Rolls-Royce is in talks with Daimler about the possible acquisition of German engine-maker Tognum, the UK engineering giant said yesterday. The two companies are in "constructive discussions" over the plan for each to acquire equal stakes in Tognum, which is a leading supplier of engines and powertrains for ships, trains, and heavy industry.
The German car giant already owns nearly 29 per cent of Tognum, which is valued at nearly $3bn (£2.6bn).
Rolls-Royce yesterday refused to be drawn on its interest in the deal. But a tie-up with Tognum would be a boost to the company's global marine arm, which is one of its fastest-growing divisions.

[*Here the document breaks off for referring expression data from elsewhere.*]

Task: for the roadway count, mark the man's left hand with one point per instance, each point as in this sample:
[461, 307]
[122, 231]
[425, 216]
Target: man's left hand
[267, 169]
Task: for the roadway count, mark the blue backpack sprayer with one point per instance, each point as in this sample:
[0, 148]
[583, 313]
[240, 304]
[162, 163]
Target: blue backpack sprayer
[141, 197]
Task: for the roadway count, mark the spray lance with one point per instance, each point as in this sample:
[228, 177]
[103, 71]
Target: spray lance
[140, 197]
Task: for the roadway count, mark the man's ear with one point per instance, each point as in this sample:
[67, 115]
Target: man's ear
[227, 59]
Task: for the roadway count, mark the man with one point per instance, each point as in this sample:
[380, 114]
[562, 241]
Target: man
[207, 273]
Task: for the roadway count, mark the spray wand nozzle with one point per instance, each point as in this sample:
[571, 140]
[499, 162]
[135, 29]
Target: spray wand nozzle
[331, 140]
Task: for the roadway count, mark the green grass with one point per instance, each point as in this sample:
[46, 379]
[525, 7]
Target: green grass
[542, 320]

Rolls-Royce has had a major presence in Germany since 1990, when the engine-maker set up a joint venture with BMW to build BR700 engines for regional aircraft and corporate jets. Since then, Rolls-Royce has invested €1.5bn (£1.3bn) in the German business, taking over the venture from BMW in 2000 and now employing more than 3,000 people in the renamed Rolls-Royce Deutschland business.
So far, the majority of the German business has been in civil aerospace. The Tognum deal would change the balance, playing into an increasing focus on global growth opportunities in the marine business.

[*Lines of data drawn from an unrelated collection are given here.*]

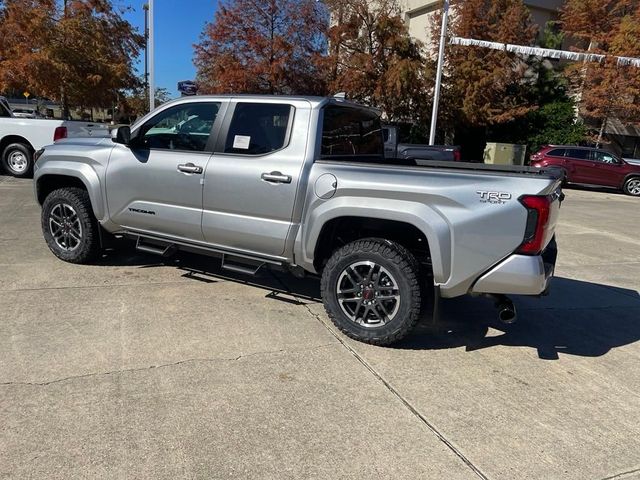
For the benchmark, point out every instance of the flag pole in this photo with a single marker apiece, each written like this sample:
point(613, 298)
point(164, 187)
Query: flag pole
point(152, 87)
point(436, 92)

Since buying Vickers in 1999, Rolls-Royce has turned the defence-focused business into a global player with merchant and offshore industrial buyers alongside its 70 naval customers.
The strategy has worked, pushing the marine division's revenues up at a compound annual growth rate of 21 per cent. And the sector remains critical to Rolls-Royce's future plans. At an investor meeting in November, John Paterson, the president of Rolls-Royce marine, forecast $340bn-worth of opportunities over the next 20 years, $235bn of them in the power systems, and the remainder in service contracts.

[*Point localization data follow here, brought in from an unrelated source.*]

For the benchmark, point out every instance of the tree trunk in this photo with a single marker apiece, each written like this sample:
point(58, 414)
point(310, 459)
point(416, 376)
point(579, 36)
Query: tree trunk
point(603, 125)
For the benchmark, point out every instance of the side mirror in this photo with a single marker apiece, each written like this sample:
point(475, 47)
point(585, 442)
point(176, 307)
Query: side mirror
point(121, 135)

As a bastion of British industry, Rolls-Royce is a key player in the Government's aims to rebalance the economy away from an over-reliance on financial services, while simultaneously filling the gap left by public sector spending cuts with export-led private sector growth.
Underlining the Government's efforts to forge close links with industry, David Cameron cut the ribbon at the Rolls-Royce's research and development exhibition at its main UK facility in Derby yesterday. "I believe businesses like Rolls-Royce will play a crucial role in the UK's economic recovery, by supporting and creating jobs and delivering growth," he said.